− Как же ты меня за*бал, – покачал головой, еле сдерживая себя, чтобы просто ему не въ*бать и не тратить время на бесполезный трёп.
− Поехали, посидим где-нибудь, выпьем, поговорим нормально, – выдал Усманов, заставляя мои брови изогнуться в удивлении.
− Ты обкурился, что ли?
− Франц, я с миром.
− Знаешь, куда этот свой мир себе засунь? Туда же, что и помещения, которые ты у меня увел, – не желая продолжать этот тупой разговор, направился в здание.
Славка вошёл следом, поставил на мой рабочий стол бутылку бренди и в наглую развалился в кресле, напротив. С*ка.
− Мне жалко громить свой кабинет твоей рожей. Свали по-хорошему.
«Незачем, Дин. Что нового ты мне можешь сказать?»− эхом в голове на повторе. И почему-то старое воспоминание вторит ему дуэтом, абсолютно не связанное логически:{«Дин, дочка, говори быстрей, что хочешь, я спешу»}, − мама не слушает до конца и, поцеловав меня в лоб, уходит на дежурство. Мне восемь. Меня не слушают. Я не интересна… «Я не люблю тебя и не полюблю. Ты должна была это уже понять». Артём, злой и не до конца протрезвевший. Двадцать два. Не нужна. Даже, как любовница, не гожусь… «Я занят. Дина погуляй во дворе», − картинка в голове, папа склонился над рабочим столом с чертежами и записями. Мне двенадцать. Я мешаю. Папа работает. Я одна. «Динка, Динка, жевательная резинка», − кричат противные мальчишки во дворе… Мне шесть, и хочется плакать… Дурацкое воспоминание. Какого только черта в голове всплыло? Смыкаю веки, стараясь заснуть, дрейфуя в обрывках собственной памяти… «Что нового ты мне можешь сказать?». И снова слова Стаса… Замкнутый круг. Открываю глаза.
В квартире душно даже ночью. Даже после дождя.
Бессонница.
Уже не злит.
Только пустота внутри душит, давит, раздирает в клочья, выжигает нутро. Свернуться бы по-детски комочком и взвыть с отчаяньем и болью, но ты молчишь, не размыкаешь губы, не выдаешь ни звука. {«Дин, посиди в комнате, сейчас придёт мальчик на репетиторство»}. Мне пятнадцать.

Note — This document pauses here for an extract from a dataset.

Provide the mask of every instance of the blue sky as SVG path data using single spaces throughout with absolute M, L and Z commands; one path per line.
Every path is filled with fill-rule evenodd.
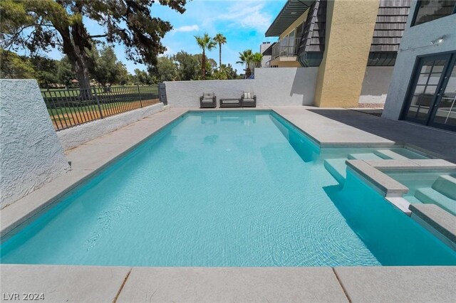
M 227 41 L 222 47 L 222 62 L 231 63 L 239 73 L 242 66 L 236 64 L 239 52 L 247 48 L 259 51 L 261 42 L 276 40 L 275 37 L 265 38 L 264 32 L 285 2 L 286 0 L 194 0 L 187 4 L 187 11 L 180 14 L 167 6 L 160 6 L 157 1 L 152 5 L 152 14 L 170 21 L 174 27 L 162 40 L 167 48 L 166 55 L 182 50 L 190 53 L 201 53 L 194 36 L 207 33 L 214 36 L 222 33 Z M 85 21 L 90 33 L 103 33 L 103 28 L 95 22 Z M 135 65 L 125 58 L 123 46 L 115 46 L 115 50 L 118 58 L 126 65 L 129 72 L 133 73 L 135 68 L 145 69 L 145 66 Z M 48 55 L 54 58 L 62 57 L 56 50 Z M 218 47 L 207 55 L 218 63 Z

Тишина собственной комнаты душила. Шуметь нельзя, папе это мешает. Ты вроде есть, а тебя вроде и нет. Пустота страшнее отчаянья, отчаянье − это ещё ступень, а пустота − это дно. Пустота, когда нет ничего, не за что зацепиться, и сил, чтобы оттолкнуться от этого дна, нет. «Заканчивай с этим. Повзрослей, наконец», − равнодушный взгляд Орлова прошивает нутро. Мне не хочется вставать с постели, мне не хочется даже шевелиться. Надо бы включить вентилятор. Но я просто смотрю на белый потолок и прикрываю веки, когда глаза начинают слезиться. Слабость во всём теле. Пустота − это когда тишина квартиры уже не давит, я уже с ней сроднилась, и наполнение звуками не требуется.